Although competitive sports were prohibited for six months after the surgery, Justine was able to reclaim one vital element of her life. That September, she returned to school.

"It felt good to be back with my friends," says the now vibrant, 15-year-old high school sophomore. "We could finally do something other than sit around and play games."

In the years since her spine surgery, Justine’s interests, as any teenage girl’s interests might, have moved away from sports and toward the arts. But that’s not to say that she isn’t as energetic and active as ever; on a recent family vacation to the Dominican Republic, she spent her time scuba diving, horseback riding, parasailing, playing volleyball, and swimming.

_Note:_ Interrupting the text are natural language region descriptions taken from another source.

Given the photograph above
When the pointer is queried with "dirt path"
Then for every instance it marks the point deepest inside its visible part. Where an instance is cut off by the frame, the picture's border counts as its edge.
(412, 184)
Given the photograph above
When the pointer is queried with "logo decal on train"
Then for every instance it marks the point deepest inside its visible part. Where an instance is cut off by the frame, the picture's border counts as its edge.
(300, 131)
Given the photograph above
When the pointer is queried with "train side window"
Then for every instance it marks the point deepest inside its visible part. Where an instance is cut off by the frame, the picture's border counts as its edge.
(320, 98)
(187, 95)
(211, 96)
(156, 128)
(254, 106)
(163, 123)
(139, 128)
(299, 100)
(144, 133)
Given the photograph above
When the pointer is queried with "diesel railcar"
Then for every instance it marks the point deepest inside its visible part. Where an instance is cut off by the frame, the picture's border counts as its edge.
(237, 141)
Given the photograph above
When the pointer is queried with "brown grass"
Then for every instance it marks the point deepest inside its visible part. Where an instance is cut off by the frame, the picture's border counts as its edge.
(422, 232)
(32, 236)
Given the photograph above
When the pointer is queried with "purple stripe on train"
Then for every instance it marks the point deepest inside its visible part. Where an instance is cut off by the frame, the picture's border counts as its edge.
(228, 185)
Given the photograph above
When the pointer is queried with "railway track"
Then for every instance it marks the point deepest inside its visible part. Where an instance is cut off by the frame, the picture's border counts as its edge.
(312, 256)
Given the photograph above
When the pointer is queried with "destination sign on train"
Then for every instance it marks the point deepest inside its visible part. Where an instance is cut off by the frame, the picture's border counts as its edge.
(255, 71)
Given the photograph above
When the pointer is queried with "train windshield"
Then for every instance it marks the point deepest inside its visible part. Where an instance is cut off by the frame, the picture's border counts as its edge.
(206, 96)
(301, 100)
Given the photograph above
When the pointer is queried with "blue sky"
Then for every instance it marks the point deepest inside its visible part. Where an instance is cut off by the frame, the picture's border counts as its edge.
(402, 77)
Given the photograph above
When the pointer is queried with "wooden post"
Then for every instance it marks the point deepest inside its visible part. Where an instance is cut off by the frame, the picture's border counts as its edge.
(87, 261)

Though she chooses to no longer chase her old hoop dreams, Justine has found other passions to pursue.

"I do tap, ballet, and jazz," she says. "In June, I had a dance recital and danced in all three numbers. I also enjoy singing and joined a choir, and I plan on getting back into theatre."

Justine shoots some hoops after recovering from spondylolysis, a stress fracture of the pars, a section of the lower back.
Justine shoots some hoops after recovering from spondylolysis, a stress fracture of the pars, a section of the lower back.

While some families might find all of this activity to be exhausting, for the Lancasters, it all comes as a welcome gift for which they credit Dr. Green and the staff at HSS.

"I always tell people about Dr. Green and HSS, and about the great quality of care we received," says Carol. "The nurses and other workers were all so wonderful when Justine was in the hospital… her family and friends are all so grateful. Dr. Green is Justine’s guardian angel."

Spondylolysis could not keep Justine Lancaster from following her dreams.